In May 1955 Bruce Cabot sued Flynn in a London court for unpaid salary of £17,357 ($48,599.60) saying he had been promised four weeks' work on the film but did not get it.

In March 1956, Flynn claimed the film "folded because the Italians failed to get their money in". He said he had $340,000 of his own money in the film and still hoped to finish it in autumn of that year when there was snow in the Alps. "It'll be a hell of a picture," he said. In May he said "I'm going to finish it. I have the film in New York; it's my property, so is the story." The film was never completed.

The film's collapse ruined Flynn financially. He estimated it cost him $400,000 in all.
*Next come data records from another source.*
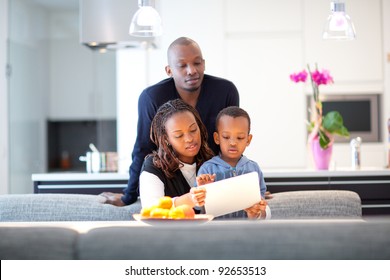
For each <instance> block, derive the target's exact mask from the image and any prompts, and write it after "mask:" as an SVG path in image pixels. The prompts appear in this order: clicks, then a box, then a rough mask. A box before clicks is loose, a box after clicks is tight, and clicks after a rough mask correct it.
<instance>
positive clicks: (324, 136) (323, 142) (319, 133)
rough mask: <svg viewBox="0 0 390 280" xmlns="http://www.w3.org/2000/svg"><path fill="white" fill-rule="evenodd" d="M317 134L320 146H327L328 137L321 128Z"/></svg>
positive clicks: (328, 143) (329, 141)
mask: <svg viewBox="0 0 390 280" xmlns="http://www.w3.org/2000/svg"><path fill="white" fill-rule="evenodd" d="M318 136H319V138H320V146H321V148H323V149H327V148H328V146H329V143H330V139H329V137H328V136H327V135H326V134H325V133H324V132H323V131H321V130H320V131H319V133H318Z"/></svg>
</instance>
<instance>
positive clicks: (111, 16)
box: [80, 0, 156, 50]
mask: <svg viewBox="0 0 390 280" xmlns="http://www.w3.org/2000/svg"><path fill="white" fill-rule="evenodd" d="M138 8H139V7H138V1H137V0H80V42H81V43H82V44H84V45H86V46H87V47H89V48H91V49H93V50H106V49H108V50H116V49H120V48H135V47H141V46H143V45H145V44H146V45H148V46H152V47H155V46H156V42H155V38H153V37H136V36H131V35H130V34H129V25H130V22H131V19H132V17H133V15H134V14H135V13H136V11H137V10H138Z"/></svg>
In August 1953 Hedda Hopper reported that Patrice Wymore told her Flynn wanted to follow William Tell with another movie directed by Cardiff called Josephine and Poiphar. It was never made.

Filmink later wrote that:
The great “what if” for Flynn fans: how good a movie would William Tell have been? Based on the quality of his other European period action films like Captain Fabian, Crossed Swords and The Dark Avenger, I’m not overly optimistic, but the William Tell story is a decent one and with Jack Cardiff at the helm it would have at least looked stunning and no doubt had some decent action. I’m surprised some enterprising producer did not sweep in to rescue things because there would have been a market for the film – but the idea of Errol Flynn as a producing partner probably did not inspire confidence.

==Impact of the film==
- A little more than a minute of footage was shown on Turner Classic Movies in 2005 as part of a documentary on Flynn. The surviving thirty minutes of footage exists, but its whereabouts are currently unknown. Flynn's estate have chosen to remain silent about it.
- The model ski resort was turned into a real ski resort that uses the film's production to lure tourists in every year, and is still active today.
- Behind the scenes footage shot by director Jack Cardiff was included on the DVD of Cameraman: The Life and Work of Jack Cardiff.
- More footage was found in the attic of a northern Italian hotel. It was delivered to the National Film Museum in Turin.